This week’s review brings us on the short ferry ride across the Sound of Islay from the isle of Jura to the isle of Islay, where we revisit a distillery which is adored and admonished in equal measure to once again sample one of their core range expressions.
Laphroaig is a distillery which needs no introduction. Having reviewed various expressions from the distillery over the past 21 months, it can safely be said that the distillery is one that I adore.
The focus of this week’s review is the Laphroaig Quarter Cask expression, which is one that is quite well known and well-received by whisky drinkers around the world for its ability to showcase the typical distillery style without the peat blast that one would otherwise expect with the polarising 10 Years Old expression.
As I have previously delved into the history of the distillery and even reviewed this particular expression (all of which can be found at the following link: Laphroaig), I will be focusing only on this updated review of the Quarter Cask expression.
This particular expression was crafted by current distillery manager, John Campbell, who has this to say about it:
“We were one of the first, if not the first distillery to really try NAS with Quarter Cask Laphroaig and it could not have gone better really. The cultural change in people in our socieities recently means that they are looking for taste experiences much more nowadays and that also applies to those who drink single malt. With distilleries experimenting around these principles, it gives the consumer a lot more options, even from within the same distillery. And from my experience, you can have some truly memorable whiskies within this segment.”
While Non-Age Statement (or NAS) whiskies have had their champions and detractors, it can be argued that there are some truly exceptional expressions which do not display a fixed age statement on their labels. If anything, the appreciation for some of these expressions may also lend credence to John Campbell’s theory that people are looking out for more taste experiences these days.
So, let’s jump into the review!
Laphroaig Quarter Cask (48% abv)
Colour: Pale gold
Nose: Initial entry presents the familiar seaweed and brine-backed peat and iodine notes that one would associate with the Laphroaig house style, but not as forthright or brash as that of the Laphroaig 10 Years Old.

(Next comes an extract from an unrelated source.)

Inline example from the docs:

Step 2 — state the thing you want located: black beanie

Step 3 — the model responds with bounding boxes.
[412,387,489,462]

Salted butter, kippers, smoked fish and hint of camphor also emerge and there is a slight sweetness to the nose which is reminiscent of honey. Quite rounded and mellow, with whiffs of cinnamon, vanilla and a slight grassiness at the very end. (21/25)
Palate: Initial entry is peat-filled, with the brine, seaweed and iodine notes not far behind. Typical Laphroaig in most aspects, but it is then followed by mellow oak, barley sugar, slight honey and chewy malt. The salted butter and kippers also emerge not long after, giving this a fairly well-rounded mouthfeel.
Camphor, black pepper, a hint of creosote and coal dust also make an appearance and these elements only serve to increase the complexity of the palate. The vanilla sweetness increases slightly as time goes on, but the maritime and peaty notes are still very much in control. (22/25)
Finish: Long, lingering and salty, with the peat and seaweed notes being the most dominant aspects. The sweetness has receded into the background and there is a fair bit of warmth which has been generated from the black pepper and oak. A very faint hint of cinnamon at the very end and it is chased by whisps of smoke and ash. (20/25)
Balance: Quite a well-balanced and well-rounded expression and the complexity is of a good level for a whisky that is definitely on the youthful side. If anything, this is an expression which showcases the good aspects of what a NAS offering can bring to the table. (21/25)
I have been a fan of this expression for quite a few years now and while it took me 3 years to finally learn to appreciate the 10 Years Old expression from Laphroaig, this one was something which I enjoyed from my very first sip.
While there are some truly awful NAS releases out there, it must be said that there are some impressive expressions out there which help to argue the case of NAS whiskies having a place at the table. This would surely be one of them.
The Laphroaig Quarter Cask can be purchased online at Master of Malt for £32.59 ex VAT and The Whisky Exchange for £34.13 ex VAT. It can also be purchased at most bottle shops and is quite readily available at Duty Free.
If you are looking to explore the world of Laphroaig, the Quarter Cask expression would be a good place to start alongside the Laphroaig PX Cask expression as they provide an insight into the distillery’s house style without overwhelming one’s palate or senses.
Until the next review, have a great week ahead.